ECLI:NL:CRVB:2015:1539

Centrale Raad van Beroep

Datum uitspraak
12 mei 2015
Publicatiedatum
19 mei 2015
Zaaknummer
15-1944 BBZ-VV
Instantie
Centrale Raad van Beroep
Type
Uitspraak
Procedures
  • Voorlopige voorziening
Vindplaatsen
  • Rechtspraak.nl
AI samenvatting door LexboostAutomatisch gegenereerd

Afwijzing verzoek om voorlopige voorziening inzake levensvatbaarheid van een onderneming en bijstandsverlening

In deze zaak heeft de Centrale Raad van Beroep op 12 mei 2015 uitspraak gedaan over een verzoek om een voorlopige voorziening van een ondernemer die bijstandsverlening aanvroeg op basis van het Besluit bijstandsverlening zelfstandigen 2004 (Bbz).
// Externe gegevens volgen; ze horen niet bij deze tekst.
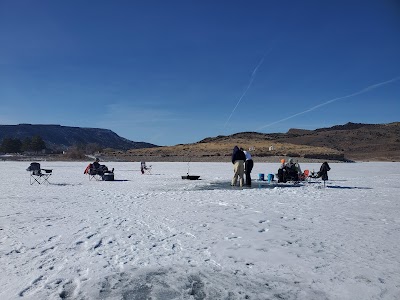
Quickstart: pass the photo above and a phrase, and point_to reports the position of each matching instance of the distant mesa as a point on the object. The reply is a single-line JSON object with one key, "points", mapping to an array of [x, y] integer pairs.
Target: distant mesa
{"points": [[62, 137]]}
De verzoeker had eerder een aanvraag ingediend voor algemene bijstand en bijstand ter voorziening in de behoefte aan bedrijfskapitaal. Het college van burgemeester en wethouders van Den Haag had deze aanvraag afgewezen op basis van een advies van het Instituut voor het Midden- en Kleinbedrijf (IMK), dat concludeerde dat het bedrijf van verzoeker niet levensvatbaar was. Verzoeker heeft hiertegen hoger beroep ingesteld en verzocht om een voorlopige voorziening, zodat de voorschotverlening zou worden voortgezet.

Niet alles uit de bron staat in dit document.